There were a few engaging parts in this novel. Carillon's voice narrating the story was a switch from Alix's and took me a while to adjust to his perspective. Too many of the women, Alix, Electra, and Torrey were impregnated by Tynstar.
Some surface things change; Alix mostly accepts her heritage, Carillon grows older and becomes king, but no one ever fundamentally changes. Oh, except Finn, who by the second book finally stops trying to rape Alix. (What a terrible character! Even after she becomes wife of the clan leader Duncan (his own brother), he continues to call her the Cheysuli equivalent of "whore," all the time, to her face.
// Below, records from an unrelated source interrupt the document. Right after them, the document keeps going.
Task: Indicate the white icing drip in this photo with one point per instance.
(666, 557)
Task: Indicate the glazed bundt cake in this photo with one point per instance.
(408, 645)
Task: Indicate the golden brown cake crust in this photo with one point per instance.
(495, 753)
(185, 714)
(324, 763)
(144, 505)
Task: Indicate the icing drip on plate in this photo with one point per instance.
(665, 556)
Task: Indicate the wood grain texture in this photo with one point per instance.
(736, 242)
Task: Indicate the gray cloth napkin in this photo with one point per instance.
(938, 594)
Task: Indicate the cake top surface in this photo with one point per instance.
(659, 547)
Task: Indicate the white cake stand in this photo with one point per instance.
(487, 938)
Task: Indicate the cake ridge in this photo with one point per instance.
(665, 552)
And we are supposed to LIKE him.
There is a very myopic view of the world. For example, we have two main locations in these books, the Cheysuli Keep and the Homanan palace. Both are places where the main characters live and spend a lot of time but somehow we don't know anyone else who lives there. Not only do we not know their names, but they're barely even mentioned as being present. It's almost Twilight-Zone-esque - "where is everybody?" Roberson has some okay physical descriptions of people's looks, clothes, and immediate surroundings, but she doesn't seem to know how to look around and describe the world and its people besides her few main characters.
None of these characters are very likable in this book. Alix is irritating *I actually liked her in the first book, but in this book she's incredibly stubborn, kind of dumb, and super naive. Duncan is sexist, unyielding, and boring. Finn is a perpetual teenage would-be rapist, until he stops, and then he's just kind of mopey since he has no one to bang, until he leaves Carillon after his oath-blood pledge to be his leige man. Carillon is bland and dumb and extremely snobby. Rowan and Lachlan are actually okay, if still also caricatures.
Finn is replaced by Donal and the ending concludes with hope for Carillon and Homana because Donal pledges to carry on the broken promises to serve Carillon by his uncle and his father.
It seemed to drag on for too long, but still I read the whole book. I guess I just had to know how it ended. I don't plan on reading book three.